SEPTEMBER 18, 2019
By D.L. Blount and J. A. McGrath, DLBA Naval Architects, USA
The combination of increasing vessel size and higher speed requirements are driving hull form design into new areas (think of the new launch by SilverYachts’ recent launch of M/Y BOLD, the 85m fast explorer capable of 24 knots). In this expanded trade space where decisions are made regarding hull form, there are lots of options. Potential hull forms include round bilge, hard chine, and double chine hull forms. Because these hull form types are classified or characterized differently in their traditional naval architectural coefficients, the need exists to create a universal metric for the comparison of the different shapes and their relative performance. DLBA undertook a study to identify and summarize the different systematic hull form series available in the public domain. The results of this study are captured in this technical paper by Blount & McGrath. Perhaps the most significant conclusion is that, for minimum resistance, irrespective of the hull form, the slenderness ratio of the hull (L/∇1/3) should be kept above 6.5 for minimum resistance when operating at speeds in the semi-displacement regime.
In case you would like to receive the full paper, or discuss about this subject, please contact Jeffrey Bowles.

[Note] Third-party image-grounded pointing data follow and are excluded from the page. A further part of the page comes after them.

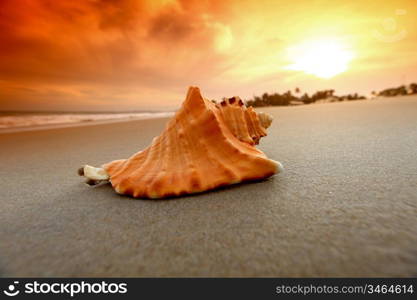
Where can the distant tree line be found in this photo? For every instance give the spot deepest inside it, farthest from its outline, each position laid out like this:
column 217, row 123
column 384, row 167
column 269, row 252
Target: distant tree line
column 402, row 90
column 290, row 98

Mega yachts are growing in scale. The combination of cruise and maximum speeds, along with increase in hull lengths result in operational Froude numbers, FL, between 0.3 and 1.0. The concentration of current mega yacht projects have FL between 0.3 and 0.6 with few approaching FL = 1.0. Hull forms with different transverse sections show a variation in resistance characteristics for similar slenderness ratios in this range of Froude numbers. Resistance values among other geometric considerations are sensitive to slenderness ratio and longitudinal center of gravity, LCG. On occasion, LCG shifts, stern wedges and bulbous bows are techniques being employed to achieve minimum resistance for traditional displacement hull forms. However, these techniques need to be approached with caution as transverse instabilities can result at speeds greater than 22 to 25 knots. Hull form variants incorporating flow-separating spray rails become significant at high speeds. 500 mt was selected as being representative of a typical displacement for mega yachts. Model test data were scaled to make comparisons and analyses of bare hull resistance of many available experimental hull series. Thus, this paper addresses resistance variations related to different hull forms, slenderness ratio and other hull characteristics along with suggested design criteria for forecasting the threshold of dynamic transverse stability.